Definitions - General Gift Planning

Individual Retirement Account (IRA)

An Individual Retirement Account (IRA) is a form of tax-free account defined by federal tax law that is designed to encourage taxpayers to save for retirement. The IRA account is set up by the individual and funded by the individual. The maximum amount people under the age of 50 may be able to contribute to their IRA in 2015 remains $5,500. For those ages 50 and up, an additional $1,000 "catch-up" contribution is typically available, for a total limit of $6,500. to an IRA. Contributions to the IRA are tax-deductible if the contributor does not benefit from any other retirement plan or meets certain income criteria. Otherwise, they are not tax-deductible.

Income Tax

Income tax is the tax a taxpayer must pay on his or her taxable income.  Taxable income equals a taxpayer's adjusted gross income minus all allowable deductions.  Taxpayers report their federal income tax on Form 1040.

Income Beneficiary

An income beneficiary is a person to whom income payments are made.  In the context of planned giving, an income beneficiary is a person who receives payments from a life income plan, such as a gift annuity or charitable remainder trust.

Inclusion Ratio

The inclusion ratio is the fraction of a distribution from an individual or trust that is subject to generation skipping transfer tax (GST).  For example, if a lead trust distributes $1,000,000 to a "skip person" and the inclusion ratio is .40, the amount of the distribution that will be subject to GST is .40 x $1,000,000 or $400,000.

Life income plan payments:

For life income plans that make distributions that are subject to GST, the inclusion ratio equals:

1 - (GST exemption used / (funding amount - charitable deduction))

Bargain Sale Ratio

The bargain sale ratio is computed whenever a donor funds a gift annuity or bargain sale with appreciated property.  It is the fraction of the funding property that the IRS will consider to have been sold to the charity.  It also is the proportion of the donor's capital gain in the property that the donor will have to report as capital gain income on his or her tax return.

Annual Gift Tax Exclusion

In 2015, the first $14,000 that a taxpayer gives to another individual each year is excluded from gift tax under the annual gift tax exclusion.  For example, a couple with three children can give $78,000 away to their children each year without making a taxable gift.  This is because there are two donors and three recipients: 2 x 3 x $14,000 = $84,000.

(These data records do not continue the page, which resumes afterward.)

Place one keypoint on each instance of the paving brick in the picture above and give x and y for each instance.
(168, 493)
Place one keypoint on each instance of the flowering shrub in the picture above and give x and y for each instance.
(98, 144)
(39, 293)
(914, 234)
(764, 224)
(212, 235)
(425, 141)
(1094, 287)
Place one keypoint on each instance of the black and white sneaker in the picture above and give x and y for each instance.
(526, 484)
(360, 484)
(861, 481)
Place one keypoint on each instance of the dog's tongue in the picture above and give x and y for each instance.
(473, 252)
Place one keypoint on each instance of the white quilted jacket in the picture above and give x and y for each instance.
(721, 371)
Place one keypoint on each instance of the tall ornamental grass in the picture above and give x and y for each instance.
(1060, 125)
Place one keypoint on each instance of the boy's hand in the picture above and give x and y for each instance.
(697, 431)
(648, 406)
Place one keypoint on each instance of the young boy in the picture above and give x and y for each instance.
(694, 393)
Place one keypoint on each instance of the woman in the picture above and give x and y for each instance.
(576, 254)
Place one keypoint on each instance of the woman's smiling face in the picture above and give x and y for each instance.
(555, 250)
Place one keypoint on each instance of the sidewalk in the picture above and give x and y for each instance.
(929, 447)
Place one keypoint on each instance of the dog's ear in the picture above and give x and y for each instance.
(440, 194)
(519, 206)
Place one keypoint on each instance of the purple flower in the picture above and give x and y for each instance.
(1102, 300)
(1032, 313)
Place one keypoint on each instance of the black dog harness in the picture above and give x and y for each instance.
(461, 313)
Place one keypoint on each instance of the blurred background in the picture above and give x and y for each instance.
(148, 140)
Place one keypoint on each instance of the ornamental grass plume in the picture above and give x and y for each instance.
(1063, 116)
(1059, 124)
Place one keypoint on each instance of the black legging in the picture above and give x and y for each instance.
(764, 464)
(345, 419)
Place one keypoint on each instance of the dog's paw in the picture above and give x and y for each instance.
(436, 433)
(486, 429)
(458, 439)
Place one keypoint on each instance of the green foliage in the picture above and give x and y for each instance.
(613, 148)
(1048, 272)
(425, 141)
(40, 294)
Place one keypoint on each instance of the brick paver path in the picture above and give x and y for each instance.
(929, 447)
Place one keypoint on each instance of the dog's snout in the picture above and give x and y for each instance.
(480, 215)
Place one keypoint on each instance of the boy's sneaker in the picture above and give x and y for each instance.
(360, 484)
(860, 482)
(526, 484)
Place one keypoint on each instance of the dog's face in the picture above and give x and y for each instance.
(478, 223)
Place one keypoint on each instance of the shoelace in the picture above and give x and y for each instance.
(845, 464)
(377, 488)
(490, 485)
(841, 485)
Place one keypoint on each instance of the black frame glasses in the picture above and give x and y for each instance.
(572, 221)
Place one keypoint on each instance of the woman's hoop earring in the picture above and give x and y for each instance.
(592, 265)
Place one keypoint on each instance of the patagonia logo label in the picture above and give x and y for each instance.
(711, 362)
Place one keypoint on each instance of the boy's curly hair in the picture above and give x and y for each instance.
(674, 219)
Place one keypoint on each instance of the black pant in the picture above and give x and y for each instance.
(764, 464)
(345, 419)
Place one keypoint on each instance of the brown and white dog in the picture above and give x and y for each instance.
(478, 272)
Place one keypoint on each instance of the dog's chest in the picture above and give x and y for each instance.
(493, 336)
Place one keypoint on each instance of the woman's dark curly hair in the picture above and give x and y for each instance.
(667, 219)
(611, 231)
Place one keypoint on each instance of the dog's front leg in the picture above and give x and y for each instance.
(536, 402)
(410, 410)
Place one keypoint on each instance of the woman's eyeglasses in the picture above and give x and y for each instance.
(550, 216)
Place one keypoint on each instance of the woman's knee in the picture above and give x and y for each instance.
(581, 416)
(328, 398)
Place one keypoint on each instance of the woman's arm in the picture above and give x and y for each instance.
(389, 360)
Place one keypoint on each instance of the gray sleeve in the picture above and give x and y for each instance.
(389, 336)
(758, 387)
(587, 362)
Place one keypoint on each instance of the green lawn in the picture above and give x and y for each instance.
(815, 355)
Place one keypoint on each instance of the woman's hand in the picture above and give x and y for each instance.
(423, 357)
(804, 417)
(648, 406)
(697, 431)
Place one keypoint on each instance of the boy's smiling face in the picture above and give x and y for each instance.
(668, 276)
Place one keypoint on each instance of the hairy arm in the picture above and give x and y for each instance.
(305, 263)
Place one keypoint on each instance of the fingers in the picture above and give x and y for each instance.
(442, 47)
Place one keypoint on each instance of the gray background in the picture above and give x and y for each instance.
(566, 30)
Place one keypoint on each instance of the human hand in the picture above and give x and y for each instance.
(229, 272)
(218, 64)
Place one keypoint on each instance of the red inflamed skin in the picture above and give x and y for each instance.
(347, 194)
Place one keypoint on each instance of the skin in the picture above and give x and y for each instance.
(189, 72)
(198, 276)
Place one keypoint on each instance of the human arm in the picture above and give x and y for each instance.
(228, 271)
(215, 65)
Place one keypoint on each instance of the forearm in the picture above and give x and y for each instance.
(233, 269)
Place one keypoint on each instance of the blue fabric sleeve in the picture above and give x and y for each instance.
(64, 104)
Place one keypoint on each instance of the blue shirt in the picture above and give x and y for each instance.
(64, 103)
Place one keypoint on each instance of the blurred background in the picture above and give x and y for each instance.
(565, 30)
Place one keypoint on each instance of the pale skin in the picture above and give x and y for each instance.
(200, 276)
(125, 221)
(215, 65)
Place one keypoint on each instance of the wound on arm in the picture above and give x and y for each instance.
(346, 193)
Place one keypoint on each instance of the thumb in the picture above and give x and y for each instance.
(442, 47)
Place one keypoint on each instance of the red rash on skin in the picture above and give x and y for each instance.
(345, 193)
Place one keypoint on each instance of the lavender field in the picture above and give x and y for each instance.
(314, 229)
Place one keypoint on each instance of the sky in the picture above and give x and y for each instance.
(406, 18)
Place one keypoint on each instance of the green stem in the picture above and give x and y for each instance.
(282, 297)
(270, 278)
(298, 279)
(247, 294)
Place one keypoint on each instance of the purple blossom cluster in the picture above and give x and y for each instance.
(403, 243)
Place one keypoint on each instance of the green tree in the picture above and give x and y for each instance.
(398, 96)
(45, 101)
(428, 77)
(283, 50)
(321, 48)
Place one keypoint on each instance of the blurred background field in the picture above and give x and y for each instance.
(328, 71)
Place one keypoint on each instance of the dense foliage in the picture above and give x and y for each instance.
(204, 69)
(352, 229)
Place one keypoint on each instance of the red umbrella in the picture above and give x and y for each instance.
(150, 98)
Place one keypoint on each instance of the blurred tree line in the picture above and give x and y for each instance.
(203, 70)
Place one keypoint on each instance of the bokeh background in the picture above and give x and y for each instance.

American Council on Gift Annuities

The American Council on Gift Annuities (ACGA) is a national organization of charities that promotes charitable gift annuities. Among its many functions, it is a clearinghouse for information on gift annuities, sponsors the Conference on Gift Annuities every three years, and issues tables of suggested maximum annuity rates that member charities should offer to their donors.